Feature Transformation¶

Categorical Feature Transformations¶

ml4ir.base.features.feature_fns.categorical.categorical_embedding_with_hash_buckets(feature_tensor, feature_info, file_io: ml4ir.base.io.file_io.FileIO)¶

Converts a string feature tensor into a categorical embedding. Works by first converting the string into num_hash_buckets buckets each of size hash_bucket_size, then converting each hash bucket into a categorical embdding of dimension embedding_size. Finally, these embeddings are combined either through mean, sum or concat operations to generate the final embedding based on the feature_info.

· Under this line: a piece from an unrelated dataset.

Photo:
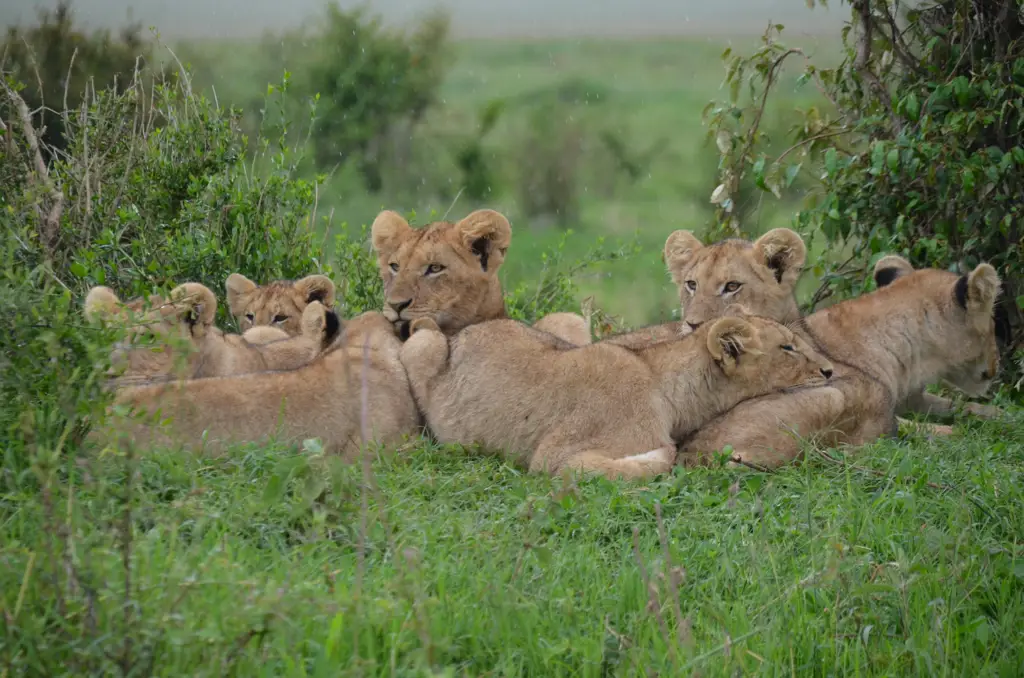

Parameters:	feature_tensor (Tensor) – String feature tensor feature_info (dict) – Dictionary representing the configuration parameters for the specific feature from the FeatureConfig file_io (FileIO object) – FileIO handler object for reading and writing
Returns:	categorical embedding for the input feature_tensor
Return type:	Tensor object

Notes

Args under feature_layer_info:

num_hash_buckets : int: number of different hash buckets to convert the input string into
hash_bucket_size : int: the size of each hash bucket
embedding_size : int: dimension size of the categorical embedding
merge_mode : str: can be one of “mean”, “sum”, “concat” representing the mode of combining embeddings from each categorical embedding

ml4ir.base.features.feature_fns.categorical.categorical_embedding_with_indices(feature_tensor, feature_info, file_io: ml4ir.base.io.file_io.FileIO)¶

Converts input integer tensor into categorical embedding. Works by converting the categorical indices in the input feature_tensor, represented as integer values, into categorical embeddings based on the feature_info.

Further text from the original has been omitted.